Lobby da indústria do açúcar afetou pesquisas sobre cárie nos EUA
Estudo detectou influência corporativa em instituto público americano.
78% das prioridades da indústria foram incorporadas em plano contra a cárie.
Da France Presse
A indústria do açúcar convenceu
décadas atrás cientistas do governo dos Estados Unidos a pesquisar maneiras de
prevenir cáries que não envolvessem a retirada de doces da dieta.
Os dados integram um estudo
publicado nesta semana pela revista "PLoS Medicine", que se baseou em
319 documentos da indústria do açúcar datados dos anos 1960 e 1970, arquivados
na biblioteca pública da Universidade de Illinois.
Os arquivos mostram que "em
1950, uma organização representando 30 membros internacionais da indústria
açucareira aceitou que o açúcar causava o desgaste dos dentes", destacou o
estudo, chefiado por especialistas da Universidade da Califórnia.
Por volta de 1969, o Instituto
Nacional de Saúde decidiu que a redução do consumo de açúcar, "embora
fosse teoricamente possível", não era prática do ponto de vista da saúde
pública, disseram os pesquisadores.
Representantes da indústria do
açúcar passaram a trabalhar de maneira estreita com o Instituto, principal polo
de pesquisas do governo dos EUA, buscando abordagens alternativas.

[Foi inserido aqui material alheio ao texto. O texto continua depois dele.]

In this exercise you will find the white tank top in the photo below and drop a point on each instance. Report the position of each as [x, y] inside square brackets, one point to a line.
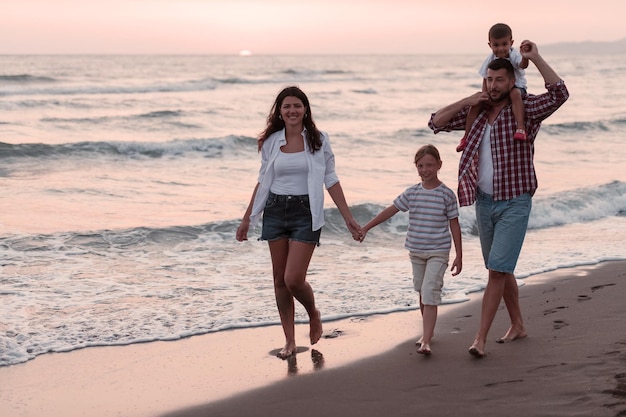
[291, 173]
[485, 162]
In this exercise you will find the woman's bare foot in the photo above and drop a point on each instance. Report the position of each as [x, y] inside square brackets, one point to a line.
[512, 334]
[477, 349]
[315, 325]
[286, 352]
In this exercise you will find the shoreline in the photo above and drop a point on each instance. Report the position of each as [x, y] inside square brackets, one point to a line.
[573, 361]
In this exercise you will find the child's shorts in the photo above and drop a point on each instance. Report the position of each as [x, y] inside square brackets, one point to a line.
[428, 271]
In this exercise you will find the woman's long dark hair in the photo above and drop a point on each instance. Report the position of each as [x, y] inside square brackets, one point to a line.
[276, 123]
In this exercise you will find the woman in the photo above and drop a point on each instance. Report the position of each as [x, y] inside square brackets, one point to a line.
[296, 163]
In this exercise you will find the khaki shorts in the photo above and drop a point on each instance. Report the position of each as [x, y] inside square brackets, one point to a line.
[428, 271]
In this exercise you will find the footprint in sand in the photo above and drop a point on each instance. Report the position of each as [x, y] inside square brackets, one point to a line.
[332, 334]
[599, 287]
[553, 310]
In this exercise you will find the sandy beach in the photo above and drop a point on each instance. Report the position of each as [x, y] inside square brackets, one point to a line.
[573, 363]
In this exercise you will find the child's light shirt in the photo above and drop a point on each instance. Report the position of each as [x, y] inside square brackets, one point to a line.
[430, 212]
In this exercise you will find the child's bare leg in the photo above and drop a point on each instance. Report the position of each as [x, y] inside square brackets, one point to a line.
[429, 319]
[520, 114]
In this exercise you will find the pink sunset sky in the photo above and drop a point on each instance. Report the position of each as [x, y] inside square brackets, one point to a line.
[295, 26]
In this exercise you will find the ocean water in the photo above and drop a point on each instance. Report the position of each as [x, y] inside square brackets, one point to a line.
[123, 179]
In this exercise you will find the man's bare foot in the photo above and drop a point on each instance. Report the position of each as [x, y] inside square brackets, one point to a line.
[512, 334]
[286, 352]
[315, 325]
[477, 349]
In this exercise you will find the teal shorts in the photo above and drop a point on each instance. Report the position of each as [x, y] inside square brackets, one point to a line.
[502, 228]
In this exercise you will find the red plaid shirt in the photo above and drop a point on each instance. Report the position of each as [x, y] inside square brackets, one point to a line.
[514, 171]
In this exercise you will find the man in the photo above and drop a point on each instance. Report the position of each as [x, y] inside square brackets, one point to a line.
[498, 174]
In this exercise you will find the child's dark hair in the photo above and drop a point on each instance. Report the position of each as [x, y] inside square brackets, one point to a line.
[502, 63]
[499, 31]
[427, 150]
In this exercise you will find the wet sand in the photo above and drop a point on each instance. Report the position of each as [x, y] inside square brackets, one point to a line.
[573, 363]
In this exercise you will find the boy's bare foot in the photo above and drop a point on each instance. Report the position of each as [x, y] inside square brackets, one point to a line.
[286, 352]
[477, 349]
[512, 334]
[424, 349]
[315, 325]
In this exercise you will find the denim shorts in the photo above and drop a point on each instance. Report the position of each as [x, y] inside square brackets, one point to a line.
[502, 228]
[428, 271]
[289, 217]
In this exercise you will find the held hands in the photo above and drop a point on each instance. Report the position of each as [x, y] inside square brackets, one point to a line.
[242, 230]
[457, 266]
[355, 228]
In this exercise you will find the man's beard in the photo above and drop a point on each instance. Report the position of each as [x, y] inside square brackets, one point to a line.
[500, 98]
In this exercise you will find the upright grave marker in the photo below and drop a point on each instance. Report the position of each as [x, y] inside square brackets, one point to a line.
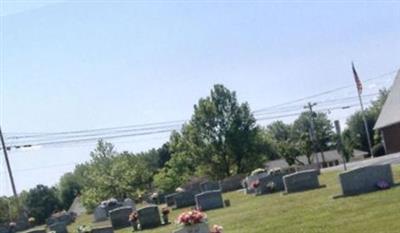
[209, 200]
[100, 214]
[120, 217]
[365, 179]
[149, 217]
[184, 199]
[210, 186]
[301, 181]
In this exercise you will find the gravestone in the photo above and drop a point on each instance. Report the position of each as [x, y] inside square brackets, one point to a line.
[149, 217]
[209, 186]
[271, 183]
[231, 183]
[209, 200]
[102, 229]
[62, 216]
[301, 181]
[120, 217]
[35, 230]
[100, 214]
[170, 199]
[129, 202]
[184, 199]
[196, 228]
[365, 179]
[251, 179]
[58, 227]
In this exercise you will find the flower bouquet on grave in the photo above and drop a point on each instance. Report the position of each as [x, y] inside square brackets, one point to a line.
[255, 184]
[133, 219]
[31, 221]
[84, 229]
[165, 211]
[193, 221]
[382, 184]
[217, 229]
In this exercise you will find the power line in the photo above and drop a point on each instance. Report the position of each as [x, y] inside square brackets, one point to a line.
[325, 92]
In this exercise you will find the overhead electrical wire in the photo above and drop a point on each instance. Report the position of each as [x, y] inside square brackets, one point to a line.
[19, 140]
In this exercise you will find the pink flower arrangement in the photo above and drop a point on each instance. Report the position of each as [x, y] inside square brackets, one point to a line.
[191, 217]
[133, 217]
[165, 211]
[382, 184]
[217, 229]
[255, 184]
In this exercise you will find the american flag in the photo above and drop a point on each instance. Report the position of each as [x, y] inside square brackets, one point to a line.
[357, 79]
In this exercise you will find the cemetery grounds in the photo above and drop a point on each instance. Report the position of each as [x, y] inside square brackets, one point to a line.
[312, 211]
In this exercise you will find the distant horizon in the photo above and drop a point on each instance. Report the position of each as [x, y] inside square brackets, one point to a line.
[77, 65]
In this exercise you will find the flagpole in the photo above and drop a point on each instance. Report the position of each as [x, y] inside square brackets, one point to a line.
[3, 145]
[359, 91]
[366, 125]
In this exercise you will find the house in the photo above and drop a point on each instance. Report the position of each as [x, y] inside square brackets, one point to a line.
[331, 157]
[389, 119]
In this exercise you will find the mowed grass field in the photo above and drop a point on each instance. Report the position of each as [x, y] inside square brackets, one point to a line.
[309, 212]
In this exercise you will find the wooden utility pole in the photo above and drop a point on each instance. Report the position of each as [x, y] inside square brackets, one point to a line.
[339, 143]
[312, 132]
[3, 144]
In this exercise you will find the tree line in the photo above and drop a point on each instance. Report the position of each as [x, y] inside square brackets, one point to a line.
[221, 139]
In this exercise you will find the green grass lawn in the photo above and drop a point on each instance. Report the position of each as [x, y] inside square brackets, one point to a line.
[308, 212]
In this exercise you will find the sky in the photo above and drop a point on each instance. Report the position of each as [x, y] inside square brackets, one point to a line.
[75, 65]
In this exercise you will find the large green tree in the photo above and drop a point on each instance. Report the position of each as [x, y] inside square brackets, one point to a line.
[220, 140]
[69, 187]
[41, 201]
[301, 131]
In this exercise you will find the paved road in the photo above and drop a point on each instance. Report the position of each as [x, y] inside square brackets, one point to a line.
[391, 159]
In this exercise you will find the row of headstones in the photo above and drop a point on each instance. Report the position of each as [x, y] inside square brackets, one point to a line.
[210, 197]
[148, 217]
[101, 212]
[353, 182]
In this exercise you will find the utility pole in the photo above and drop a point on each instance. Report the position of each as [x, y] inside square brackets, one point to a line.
[339, 143]
[312, 131]
[3, 144]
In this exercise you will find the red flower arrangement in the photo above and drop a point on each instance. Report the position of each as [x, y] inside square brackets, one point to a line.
[255, 184]
[133, 217]
[191, 217]
[165, 211]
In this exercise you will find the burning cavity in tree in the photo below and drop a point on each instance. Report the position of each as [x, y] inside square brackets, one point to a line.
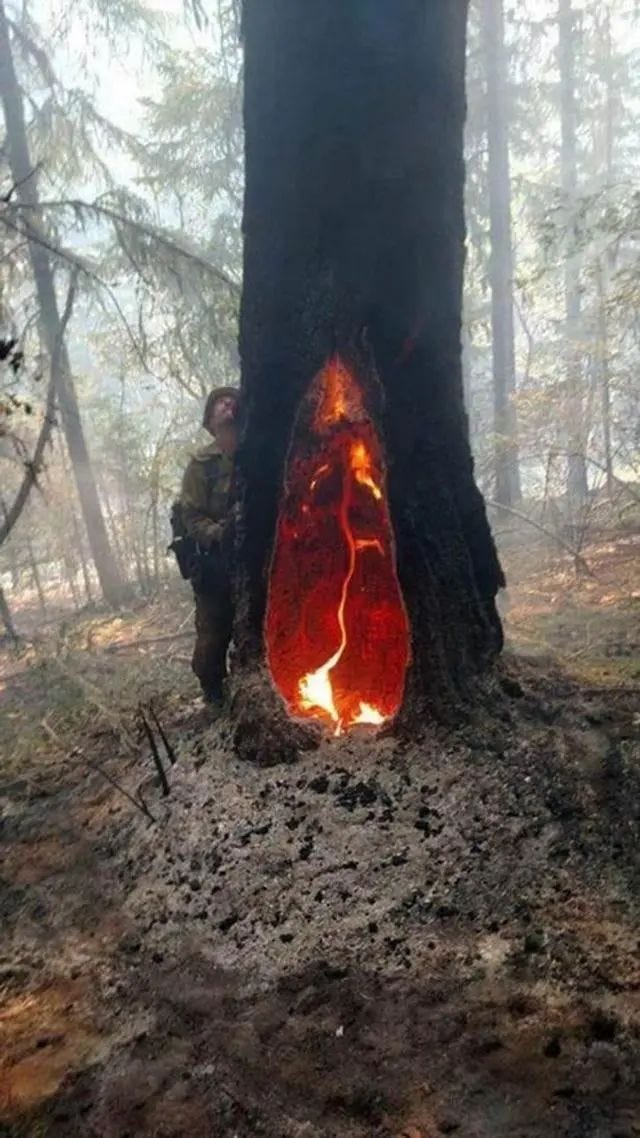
[337, 634]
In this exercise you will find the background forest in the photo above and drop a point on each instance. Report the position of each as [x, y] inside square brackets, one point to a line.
[121, 267]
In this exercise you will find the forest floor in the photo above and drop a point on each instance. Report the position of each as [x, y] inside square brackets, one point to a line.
[382, 940]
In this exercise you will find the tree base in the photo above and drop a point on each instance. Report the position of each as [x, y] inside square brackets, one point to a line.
[263, 732]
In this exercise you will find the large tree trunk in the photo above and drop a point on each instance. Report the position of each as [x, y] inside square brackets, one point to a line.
[25, 179]
[574, 403]
[354, 237]
[501, 264]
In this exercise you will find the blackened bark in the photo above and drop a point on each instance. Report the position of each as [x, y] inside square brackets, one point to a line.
[354, 237]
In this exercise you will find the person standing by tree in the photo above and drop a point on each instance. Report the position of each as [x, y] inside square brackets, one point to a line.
[205, 502]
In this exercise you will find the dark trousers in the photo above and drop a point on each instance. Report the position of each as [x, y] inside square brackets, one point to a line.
[214, 621]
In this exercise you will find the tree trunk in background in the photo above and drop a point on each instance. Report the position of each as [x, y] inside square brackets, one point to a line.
[78, 536]
[354, 236]
[574, 407]
[606, 264]
[9, 550]
[35, 575]
[26, 192]
[501, 264]
[6, 618]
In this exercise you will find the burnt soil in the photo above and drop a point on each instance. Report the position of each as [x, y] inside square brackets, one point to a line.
[379, 940]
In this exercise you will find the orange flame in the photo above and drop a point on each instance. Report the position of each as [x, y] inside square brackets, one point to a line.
[334, 593]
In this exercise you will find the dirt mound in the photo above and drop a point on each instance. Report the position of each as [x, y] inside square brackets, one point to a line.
[380, 940]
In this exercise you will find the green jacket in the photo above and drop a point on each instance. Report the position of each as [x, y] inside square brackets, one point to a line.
[206, 493]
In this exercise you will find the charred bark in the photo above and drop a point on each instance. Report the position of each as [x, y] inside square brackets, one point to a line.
[354, 236]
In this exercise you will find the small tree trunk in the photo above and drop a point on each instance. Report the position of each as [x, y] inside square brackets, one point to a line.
[501, 263]
[574, 404]
[9, 551]
[52, 334]
[35, 575]
[6, 618]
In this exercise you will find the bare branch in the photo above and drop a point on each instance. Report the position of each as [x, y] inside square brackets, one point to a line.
[34, 464]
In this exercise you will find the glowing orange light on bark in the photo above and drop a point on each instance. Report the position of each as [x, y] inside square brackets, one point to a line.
[337, 635]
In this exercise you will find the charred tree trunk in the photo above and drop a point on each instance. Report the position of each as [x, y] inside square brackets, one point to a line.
[501, 265]
[354, 234]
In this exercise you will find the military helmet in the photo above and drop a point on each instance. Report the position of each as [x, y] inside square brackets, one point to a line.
[219, 393]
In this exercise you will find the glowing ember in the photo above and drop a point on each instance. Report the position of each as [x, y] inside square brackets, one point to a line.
[334, 594]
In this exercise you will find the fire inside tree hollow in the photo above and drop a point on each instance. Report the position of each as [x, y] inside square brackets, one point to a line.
[337, 634]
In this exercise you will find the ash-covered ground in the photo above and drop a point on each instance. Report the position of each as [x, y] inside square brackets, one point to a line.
[378, 940]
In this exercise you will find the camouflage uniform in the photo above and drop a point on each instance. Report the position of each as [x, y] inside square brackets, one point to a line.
[206, 499]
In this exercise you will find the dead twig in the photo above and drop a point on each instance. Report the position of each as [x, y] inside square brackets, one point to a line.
[580, 562]
[155, 753]
[170, 752]
[78, 753]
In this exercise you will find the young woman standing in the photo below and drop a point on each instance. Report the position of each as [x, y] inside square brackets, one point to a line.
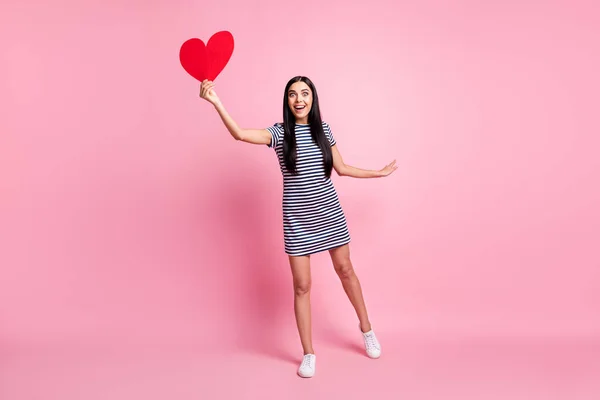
[313, 219]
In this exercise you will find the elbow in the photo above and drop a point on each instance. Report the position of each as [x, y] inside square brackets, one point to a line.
[341, 171]
[238, 136]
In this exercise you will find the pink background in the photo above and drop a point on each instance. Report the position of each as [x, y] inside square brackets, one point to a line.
[131, 218]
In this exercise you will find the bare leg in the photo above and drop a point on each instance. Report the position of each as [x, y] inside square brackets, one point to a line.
[343, 267]
[302, 282]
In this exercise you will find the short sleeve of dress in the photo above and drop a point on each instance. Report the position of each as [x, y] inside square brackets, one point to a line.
[329, 134]
[276, 134]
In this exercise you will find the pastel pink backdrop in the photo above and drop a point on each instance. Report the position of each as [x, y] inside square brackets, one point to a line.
[130, 216]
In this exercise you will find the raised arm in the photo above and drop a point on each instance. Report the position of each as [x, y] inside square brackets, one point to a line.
[254, 136]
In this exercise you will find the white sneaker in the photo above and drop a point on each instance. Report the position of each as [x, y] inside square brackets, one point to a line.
[307, 368]
[372, 345]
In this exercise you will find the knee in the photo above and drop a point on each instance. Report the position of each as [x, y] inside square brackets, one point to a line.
[302, 288]
[344, 269]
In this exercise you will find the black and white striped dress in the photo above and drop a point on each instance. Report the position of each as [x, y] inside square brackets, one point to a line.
[313, 219]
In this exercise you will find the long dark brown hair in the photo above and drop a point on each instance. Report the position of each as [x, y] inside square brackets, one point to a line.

A investigação descobriu que 78%
das prioridades de pesquisa da indústria açucareira foram diretamente
incorporadas nas diretrizes de investigação do Programa Nacional contra a
Cárie, lançado em 1971. "A comunidade odontológica sempre soube que
prevenir a cárie passava pela redução do consumo de doces', afirmou Cristin
Kearns, principal autora.
"Foi desapontador descobrir
que as políticas debatidas hoje poderiam ter sido discutidas e aplicadas há
mais de 40 anos", acrescentou.
Influência negativa
Kearns e seus colegas compararam os
arquivos - que incluíam 1.551 páginas de correspondências entre executivos da
indústria do açúcar entre 1959 e 1971 - com documentos do então Instituto
Nacional de Pesquisa Dentária, para explorar como a indústria do açúcar pode
ter influenciado as diretrizes de pesquisa do programa de 1971.
Os cientistas descobriram que a
indústria do açúcar financiou pesquisas com enzimas para combater a placa e uma
vacina contra a cárie, e "mantiveram relações com o Instituto Nacional de
Saúde". "Estas táticas são muito parecidas com as então empregadas
pela indústria do tabaco", disse o coautor do estudo Stanton Glantz.
Os pesquisadores também descobriram
que os esforços perpetrados pela indústria do açúcar "não conseguiram
produzir resultados" no que diz respeito à prevenção contra às cáries,
problema que afeta metade dos adultos dos Estados Unidos e é a principal doença
crônica entre as crianças.
Ronald Burakoff, chefe do
departamento de medicina dental do Hospital Universitário North Shore, em
Manhasset, Nova York, disse que o estudo é "bastante perturbador".
A pesquisa sugere uma
"conspiração para afastar a pauta de pesquisas sobre cáries do consumo de
açúcar, a fim de mitigar os efeitos sobre a indústria", avaliou Burakoff,
que não participou do estudo.
"Os paralelos com a negação
dos males provocados pelo cigarro praticada pela indústria do tabaco são
alarmantes".
Procurado pela AFP para comentar os
resultados da pesquisa, o Instituto Nacional de Pesquisa Dental e Craniofacial
- que sucedeu o Instituto Nacional de Saúde - não se manifestou.